Alaska television station KTVA has been caught plotting to sabotage the campaign of the Alaska Republican candidate for the U.S. Senate.
A voice message left for a Joe Miller campaign worker accidentally continued recording after the reporter hung up, providing a rare glimpse into the internal conversations of the Alaska television station.
Here's the audio recording:
Shockingly, station management of the CBS affiliate admits that its reporters are heard speaking on the recording -- but claims, unconvincingly, that the reporters were discussing what someone else might do. However, that explanation is totally at odds with the recording, which expressly discusses what "we can do."
Here's the transcript, via Doug Ross and Hot Air:
FEMALE REPORTER: That’s up to you because you’re the expert, but that’s what I would do…I’d wait until you see who showed up because that indicates we already know something… [Laughter]
[INAUDIBLE]
FEMALE REPORTER: Child molesters…
MALE REPORTER: Oh yeah… can you repeat Joe Miller’s…uh… list of people, campaign
workers, which one’s the molester?
[INAUDIBLE]
FEMALE VOICE: We know that out of all the people that will show up tonight, at least one of them will be a registered sex offender. [Laughter]
MALE REPORTER: You have to find that one person…
[INAUDIBLE]
FEMALE REPORTER: And the one thing we can do is ….we won’t know….we won’t know but
if there is any sort of chaos whatsoever we can put out a twitter/facebook alert: saying what the… ‘Hey Joe Miller punched at rally.’
FEMALE REPORTER: Kinda like Rand Paul…I like that. [Laughter]
FEMALE REPORTER: That’s a good one.
Outrageous. Instead of reporting the news, journalists are systematically making it up to fit their partisan biases. In the process of doing so, they do a great injustice not only to Joe Miller in this case (and to all candidates similarly slandered or targeted) but also to the citizens of Alaska and other states where this is occurring, and to the nation as a whole.

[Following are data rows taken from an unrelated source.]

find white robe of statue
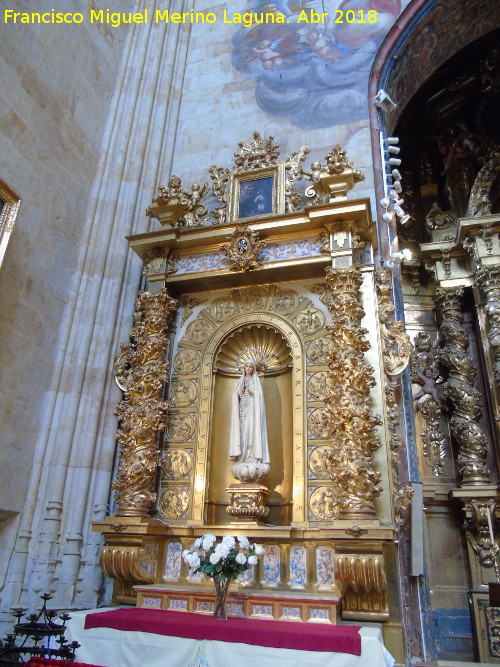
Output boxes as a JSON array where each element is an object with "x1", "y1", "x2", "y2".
[{"x1": 229, "y1": 361, "x2": 270, "y2": 482}]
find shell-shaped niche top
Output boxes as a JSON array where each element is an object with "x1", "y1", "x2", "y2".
[{"x1": 215, "y1": 325, "x2": 292, "y2": 377}]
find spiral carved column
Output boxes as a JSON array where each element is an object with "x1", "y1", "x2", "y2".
[
  {"x1": 113, "y1": 288, "x2": 177, "y2": 516},
  {"x1": 434, "y1": 287, "x2": 491, "y2": 485},
  {"x1": 324, "y1": 265, "x2": 382, "y2": 519},
  {"x1": 477, "y1": 265, "x2": 500, "y2": 391}
]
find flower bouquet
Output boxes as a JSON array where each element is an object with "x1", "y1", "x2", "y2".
[{"x1": 182, "y1": 534, "x2": 264, "y2": 619}]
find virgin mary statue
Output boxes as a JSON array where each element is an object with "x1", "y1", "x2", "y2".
[{"x1": 229, "y1": 360, "x2": 270, "y2": 482}]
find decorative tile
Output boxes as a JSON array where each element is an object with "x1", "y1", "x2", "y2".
[
  {"x1": 260, "y1": 239, "x2": 325, "y2": 262},
  {"x1": 165, "y1": 541, "x2": 182, "y2": 580},
  {"x1": 169, "y1": 598, "x2": 188, "y2": 610},
  {"x1": 281, "y1": 606, "x2": 301, "y2": 619},
  {"x1": 142, "y1": 597, "x2": 161, "y2": 609},
  {"x1": 227, "y1": 603, "x2": 244, "y2": 616},
  {"x1": 237, "y1": 565, "x2": 255, "y2": 586},
  {"x1": 252, "y1": 604, "x2": 273, "y2": 618},
  {"x1": 263, "y1": 545, "x2": 281, "y2": 587},
  {"x1": 310, "y1": 608, "x2": 330, "y2": 620},
  {"x1": 289, "y1": 546, "x2": 307, "y2": 587},
  {"x1": 195, "y1": 600, "x2": 215, "y2": 613},
  {"x1": 316, "y1": 546, "x2": 335, "y2": 588},
  {"x1": 173, "y1": 252, "x2": 229, "y2": 274}
]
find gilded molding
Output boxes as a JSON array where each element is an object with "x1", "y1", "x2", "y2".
[
  {"x1": 435, "y1": 287, "x2": 491, "y2": 484},
  {"x1": 335, "y1": 553, "x2": 389, "y2": 620},
  {"x1": 323, "y1": 265, "x2": 382, "y2": 519},
  {"x1": 100, "y1": 545, "x2": 155, "y2": 596},
  {"x1": 113, "y1": 289, "x2": 177, "y2": 516}
]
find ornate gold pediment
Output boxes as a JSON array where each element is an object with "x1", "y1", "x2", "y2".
[{"x1": 219, "y1": 224, "x2": 266, "y2": 272}]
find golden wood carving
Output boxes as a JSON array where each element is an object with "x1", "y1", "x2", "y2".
[
  {"x1": 375, "y1": 268, "x2": 413, "y2": 519},
  {"x1": 161, "y1": 449, "x2": 192, "y2": 479},
  {"x1": 476, "y1": 265, "x2": 500, "y2": 391},
  {"x1": 100, "y1": 545, "x2": 155, "y2": 598},
  {"x1": 323, "y1": 265, "x2": 382, "y2": 519},
  {"x1": 226, "y1": 483, "x2": 270, "y2": 520},
  {"x1": 113, "y1": 289, "x2": 177, "y2": 516},
  {"x1": 159, "y1": 486, "x2": 190, "y2": 519},
  {"x1": 234, "y1": 131, "x2": 280, "y2": 172},
  {"x1": 463, "y1": 498, "x2": 499, "y2": 573},
  {"x1": 467, "y1": 147, "x2": 500, "y2": 217},
  {"x1": 220, "y1": 225, "x2": 266, "y2": 272},
  {"x1": 335, "y1": 554, "x2": 389, "y2": 620},
  {"x1": 214, "y1": 325, "x2": 292, "y2": 376},
  {"x1": 435, "y1": 287, "x2": 491, "y2": 484},
  {"x1": 181, "y1": 296, "x2": 206, "y2": 325},
  {"x1": 306, "y1": 145, "x2": 365, "y2": 204},
  {"x1": 376, "y1": 268, "x2": 412, "y2": 376},
  {"x1": 411, "y1": 332, "x2": 447, "y2": 477},
  {"x1": 284, "y1": 145, "x2": 310, "y2": 212},
  {"x1": 146, "y1": 176, "x2": 209, "y2": 228}
]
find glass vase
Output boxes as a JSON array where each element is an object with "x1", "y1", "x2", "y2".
[{"x1": 213, "y1": 575, "x2": 230, "y2": 620}]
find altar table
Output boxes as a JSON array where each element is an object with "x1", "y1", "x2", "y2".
[{"x1": 65, "y1": 608, "x2": 396, "y2": 667}]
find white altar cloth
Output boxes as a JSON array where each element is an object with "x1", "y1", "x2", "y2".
[{"x1": 65, "y1": 608, "x2": 396, "y2": 667}]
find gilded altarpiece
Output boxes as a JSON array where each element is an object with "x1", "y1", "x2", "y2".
[{"x1": 94, "y1": 135, "x2": 410, "y2": 662}]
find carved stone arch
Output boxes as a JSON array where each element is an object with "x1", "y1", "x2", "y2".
[
  {"x1": 191, "y1": 311, "x2": 307, "y2": 526},
  {"x1": 468, "y1": 148, "x2": 500, "y2": 216}
]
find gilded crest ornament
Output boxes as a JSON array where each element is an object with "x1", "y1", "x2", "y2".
[{"x1": 220, "y1": 225, "x2": 266, "y2": 272}]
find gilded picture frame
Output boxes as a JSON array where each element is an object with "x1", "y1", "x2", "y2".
[{"x1": 228, "y1": 164, "x2": 285, "y2": 223}]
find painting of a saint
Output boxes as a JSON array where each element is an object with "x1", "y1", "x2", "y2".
[{"x1": 238, "y1": 177, "x2": 273, "y2": 218}]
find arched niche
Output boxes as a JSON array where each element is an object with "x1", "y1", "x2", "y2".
[{"x1": 191, "y1": 313, "x2": 307, "y2": 527}]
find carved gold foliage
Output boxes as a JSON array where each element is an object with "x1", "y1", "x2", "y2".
[
  {"x1": 335, "y1": 554, "x2": 388, "y2": 619},
  {"x1": 147, "y1": 176, "x2": 209, "y2": 228},
  {"x1": 233, "y1": 131, "x2": 280, "y2": 172},
  {"x1": 376, "y1": 268, "x2": 411, "y2": 376},
  {"x1": 435, "y1": 288, "x2": 491, "y2": 484},
  {"x1": 113, "y1": 289, "x2": 177, "y2": 516},
  {"x1": 220, "y1": 225, "x2": 266, "y2": 272},
  {"x1": 284, "y1": 145, "x2": 310, "y2": 212},
  {"x1": 322, "y1": 265, "x2": 382, "y2": 520},
  {"x1": 208, "y1": 165, "x2": 230, "y2": 225}
]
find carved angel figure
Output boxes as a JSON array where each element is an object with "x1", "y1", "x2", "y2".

This is what happens when hyperpartisans with little or no concern for their moral and ethical obligations take over our newsrooms.
Setting aside journalistic ethics for a moment, does basic human decency even figure in the calculus in this newsroom? Based on this recording, there is no evidence that it does.

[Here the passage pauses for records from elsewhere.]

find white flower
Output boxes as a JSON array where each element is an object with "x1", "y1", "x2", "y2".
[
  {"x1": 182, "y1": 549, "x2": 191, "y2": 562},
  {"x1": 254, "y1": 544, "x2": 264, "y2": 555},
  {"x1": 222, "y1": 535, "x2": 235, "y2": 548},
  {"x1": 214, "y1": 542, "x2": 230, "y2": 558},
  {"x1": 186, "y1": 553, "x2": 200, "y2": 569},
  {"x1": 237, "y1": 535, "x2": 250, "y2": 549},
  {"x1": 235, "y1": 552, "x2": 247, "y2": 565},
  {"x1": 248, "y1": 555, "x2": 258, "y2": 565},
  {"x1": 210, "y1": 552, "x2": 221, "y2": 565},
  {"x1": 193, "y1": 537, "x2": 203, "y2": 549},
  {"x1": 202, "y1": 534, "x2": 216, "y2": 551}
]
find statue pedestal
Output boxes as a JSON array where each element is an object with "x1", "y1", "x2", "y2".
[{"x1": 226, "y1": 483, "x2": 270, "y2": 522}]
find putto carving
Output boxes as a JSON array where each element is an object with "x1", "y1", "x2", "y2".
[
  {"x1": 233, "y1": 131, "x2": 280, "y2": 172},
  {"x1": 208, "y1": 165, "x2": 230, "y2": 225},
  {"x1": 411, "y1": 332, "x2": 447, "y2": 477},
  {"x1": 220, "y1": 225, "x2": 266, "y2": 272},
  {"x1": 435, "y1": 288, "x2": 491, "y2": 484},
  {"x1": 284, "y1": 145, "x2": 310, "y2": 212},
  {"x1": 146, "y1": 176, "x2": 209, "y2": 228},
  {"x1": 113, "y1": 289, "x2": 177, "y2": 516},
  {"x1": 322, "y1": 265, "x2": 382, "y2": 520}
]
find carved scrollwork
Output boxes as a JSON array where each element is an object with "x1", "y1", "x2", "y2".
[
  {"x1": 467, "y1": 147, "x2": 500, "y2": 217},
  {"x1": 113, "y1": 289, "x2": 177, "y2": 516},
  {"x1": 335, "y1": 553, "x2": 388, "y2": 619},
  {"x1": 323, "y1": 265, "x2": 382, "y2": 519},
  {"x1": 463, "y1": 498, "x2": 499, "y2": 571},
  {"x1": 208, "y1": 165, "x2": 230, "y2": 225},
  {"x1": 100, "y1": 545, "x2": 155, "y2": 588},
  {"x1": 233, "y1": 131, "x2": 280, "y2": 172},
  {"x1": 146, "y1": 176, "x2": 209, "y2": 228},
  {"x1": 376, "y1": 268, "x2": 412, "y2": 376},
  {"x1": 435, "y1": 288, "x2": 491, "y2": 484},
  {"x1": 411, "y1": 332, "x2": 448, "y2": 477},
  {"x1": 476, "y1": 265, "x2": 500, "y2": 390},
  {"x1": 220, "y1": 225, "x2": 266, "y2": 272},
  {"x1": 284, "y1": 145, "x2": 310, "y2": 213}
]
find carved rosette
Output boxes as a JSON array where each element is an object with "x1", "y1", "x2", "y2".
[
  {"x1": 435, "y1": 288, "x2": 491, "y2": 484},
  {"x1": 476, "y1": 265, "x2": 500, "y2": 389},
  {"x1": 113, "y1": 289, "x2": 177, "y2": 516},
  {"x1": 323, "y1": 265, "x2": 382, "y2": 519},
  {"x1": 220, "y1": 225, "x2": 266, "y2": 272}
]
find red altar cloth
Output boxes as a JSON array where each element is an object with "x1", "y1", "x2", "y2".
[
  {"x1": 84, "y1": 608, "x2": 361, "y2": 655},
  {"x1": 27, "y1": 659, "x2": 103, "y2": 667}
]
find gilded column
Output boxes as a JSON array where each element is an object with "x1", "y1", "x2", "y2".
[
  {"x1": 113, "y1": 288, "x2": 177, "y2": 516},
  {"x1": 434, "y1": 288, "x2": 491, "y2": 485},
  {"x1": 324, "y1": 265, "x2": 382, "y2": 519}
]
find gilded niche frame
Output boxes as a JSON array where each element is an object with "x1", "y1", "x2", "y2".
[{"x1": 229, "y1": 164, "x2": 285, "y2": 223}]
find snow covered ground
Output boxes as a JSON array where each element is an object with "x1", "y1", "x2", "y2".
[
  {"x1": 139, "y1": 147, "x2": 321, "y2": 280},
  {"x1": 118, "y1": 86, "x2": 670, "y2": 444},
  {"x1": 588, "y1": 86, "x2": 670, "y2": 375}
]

If not for their error in failing to hang up after leaving a voicemail, the shocking actions of these reporters would still be a secret.
I have often thought that in this age of ubiquitous cell phones, digital cameras and camcorders, many types of crime will be more difficult to pull off, or to carry out systematically. Thanks to videocameras and cell phones, many criminals have been rapidly identified and apprehended, and some have been interrupted while their crimes are still in progress.
I had not thought of reporters as among the groups of "criminals" who would be exposed by the spread of technology. And yet here we have perhaps the strongest proof yet that the left-leading mainstream media have utterly lost their way.
This sickness runs deep, and won't be cured with any of the obvious next steps alone -- the firing or disciplining of these reporters and penalties for the local station that apparently is standing behind and enabling these wrongful acts.
Reporters capable of plotting to sabotage a candidate with false or exaggerated stories have long since lost track of their ethical moorings, and their religious moorings as well, if they ever had any. They need to find their way back. What's needed here is genuine change, not pretense. That will not happen overnight, if it happens at all.
Meanwhile, the people of Alaska and of the United States need to take iwth a grain of salt any story put out by these reporters and their ilk. Trust must be earned and is easily lost. KTVA has proven itself not to be worthy of anyone's trust.